Der Fall betraf einen Mitarbeiter der IT-Abteilung des Medizinischen Dienstes der Krankenversicherung Nordrhein (MDK Nordrhein). Dieser ist längere Zeit arbeitsunfähig gewesen. Deshalb beauftragte die Krankenversicherung des Arbeitnehmers die Anfertigung eines Gutachtens zur Prüfung der Arbeitsunfähigkeit.

Die Erstellung solcher Gutachten ist Aufgabe des MDK Nordrhein selbst, weshalb dieser auch im vorliegenden Fall herangezogen wurde. Allerdings müssen verschärfte Vertraulichkeitsregeln beachtet werden, wenn es sich um einen Mitarbeiter des MDK selbst handelt.

Im Rahmen der Gutachtenerstellung wurden Auskünfte des behandelnden Arztes eingeholt. Der Mitarbeiter erhob daraufhin Klage und argumentierte, dass die Verarbeitung seiner Daten einen immateriellen Schaden gemäß Art. 82 Abs. 1 Datenschutzgrundverordnung (DSGVO) verursacht habe. Ein anderer MDK hätte das Gutachten erstellen müssen und die Vertraulichkeitsmaßnahmen seien ungenügend gewesen.

Art. 9 Abs. 2 DSGVO ist keine alleinstehende Rechtsgrundlage

Zunächst sollte der EuGH im Vorabentscheidungsverfahren klären, ob zur Verarbeitung von Gesundheitsdaten nach Art. 9 Abs. 2 lit. h DSGVO auch die Voraussetzungen gemäß Art. 6 Abs. 1 DSGVO erfüllt sein müssen. Dies bejahte der EuGH. Nach seiner Ausführung handelt es sich bei Art. 9 Abs. 2 lit. h DSGVO nicht um eine alleinstehende Rechtsgrundlage. Eine Rechtsgrundlage entsteht erst in Verbindung mit Art. 6 Abs. 1 DSGVO. Das heißt, dass auch dessen Voraussetzungen erfüllt sein müssen. Hier kommt Art. 6 Abs. 1 lit. a bis f DSGVO in Verbindung mit § 275 SGB V in Frage.

Art. 82 DSGVO hat nur Ausgleichsfunktion

Weiterhin wollte das BAG wissen, ob Art. 82 DSGVO neben einer Ausgleichsfunktion auch eine Straffunktion zukommt. Dies ist entscheidend für die Bemessung der Höhe des Schadensersatzes. In diesem Rahmen wies der EuGH darauf hin, dass sich eine abschreckende Funktion größten Teils auf Art. 83 und Art. 84 DSGVO beschränke. Hingegen solle Art. 82 DSGVO lediglich für einen fairen Ausgleich in Form von Schadensersatz sorgen.

Beweislast und Auswirkungen von Verschulden

Zuletzt wollte das BAG geklärt wissen, wer für das Verschulden die Beweislast trägt und ob sich der Verschuldensgrad auf die Höhe des Schadensersatzes auswirkt.
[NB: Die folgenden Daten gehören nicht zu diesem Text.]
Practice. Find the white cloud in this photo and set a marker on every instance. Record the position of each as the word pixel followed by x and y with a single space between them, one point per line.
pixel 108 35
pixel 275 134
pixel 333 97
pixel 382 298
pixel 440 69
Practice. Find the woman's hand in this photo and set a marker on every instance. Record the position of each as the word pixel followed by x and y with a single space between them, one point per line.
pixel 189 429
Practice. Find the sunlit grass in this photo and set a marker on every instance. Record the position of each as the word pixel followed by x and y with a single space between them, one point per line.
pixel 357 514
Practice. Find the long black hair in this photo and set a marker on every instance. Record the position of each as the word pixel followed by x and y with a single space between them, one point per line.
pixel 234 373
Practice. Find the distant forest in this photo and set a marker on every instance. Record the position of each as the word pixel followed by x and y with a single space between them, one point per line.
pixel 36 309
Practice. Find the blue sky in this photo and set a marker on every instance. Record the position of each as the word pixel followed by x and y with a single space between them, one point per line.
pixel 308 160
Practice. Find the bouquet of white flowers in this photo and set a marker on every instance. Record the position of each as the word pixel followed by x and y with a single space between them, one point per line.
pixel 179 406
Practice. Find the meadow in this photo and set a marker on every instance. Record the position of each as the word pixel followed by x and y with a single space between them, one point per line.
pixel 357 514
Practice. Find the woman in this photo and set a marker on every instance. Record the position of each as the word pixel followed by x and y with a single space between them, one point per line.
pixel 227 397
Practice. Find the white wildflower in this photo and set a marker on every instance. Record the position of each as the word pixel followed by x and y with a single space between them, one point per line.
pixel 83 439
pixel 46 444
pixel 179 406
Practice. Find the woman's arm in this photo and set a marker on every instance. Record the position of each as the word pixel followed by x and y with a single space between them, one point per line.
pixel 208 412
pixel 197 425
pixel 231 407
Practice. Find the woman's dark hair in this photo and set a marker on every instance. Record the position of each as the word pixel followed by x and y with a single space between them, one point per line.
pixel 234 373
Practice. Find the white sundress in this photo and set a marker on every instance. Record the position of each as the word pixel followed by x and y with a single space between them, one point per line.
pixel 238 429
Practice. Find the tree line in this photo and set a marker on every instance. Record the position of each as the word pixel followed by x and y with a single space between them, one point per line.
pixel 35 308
Mit Verweis auf Art. 82 Abs. 2 DSGVO präzisiert der EuGH, dass in Folge einer Beweislastumkehr der Verantwortliche für die Darlegung seiner Schuldlosigkeit zuständig ist. Außerdem habe der Grad des Verschuldens auf die Bemessung der Anspruchshöhe keinerlei Auswirkungen.

Fazit

Das Urteil des EuGHs stellt einiges im Gesundheitsdatenschutz im Arbeitsverhältnis und auch im Datenschutzrecht allgemein klar. Zunächst handelt es sich bei Art. 9 Abs. 2 DSGVO nicht um eine alleinstehende Rechtsgrundlage. Weiterhin hat der datenschutzrechtliche Schadensersatzanspruch nach Art. 82 DSGVO keine Ausgleichsfunktion. Diese Aussage wird diejenigen, freuen, die schon lange eine Missbrauchsgefahr mit diesem Anspruch verknüpfen. Diese Linien geht einher mit der Entscheidung des LAG, dass man auch für den immateriellen Schaden im Datenschutzrecht wenigstens einen konkreten Schaden braucht. Zuletzt wird verdeutlicht, dass auch schon kleinstes Verschulden einen Schadensersatzanspruch in voller Höhe auslösen kann. Deswegen ist Unternehmen dringend zu raten, ihre Datenschutzkonformität regelmäßig zu überprüfen, um möglichen Schadensersatzansprüchen vorzubeugen. Nun bleibt abzuwarten, wie das BAG unter Anwendung dieser vorgaben den Fall entscheiden wird.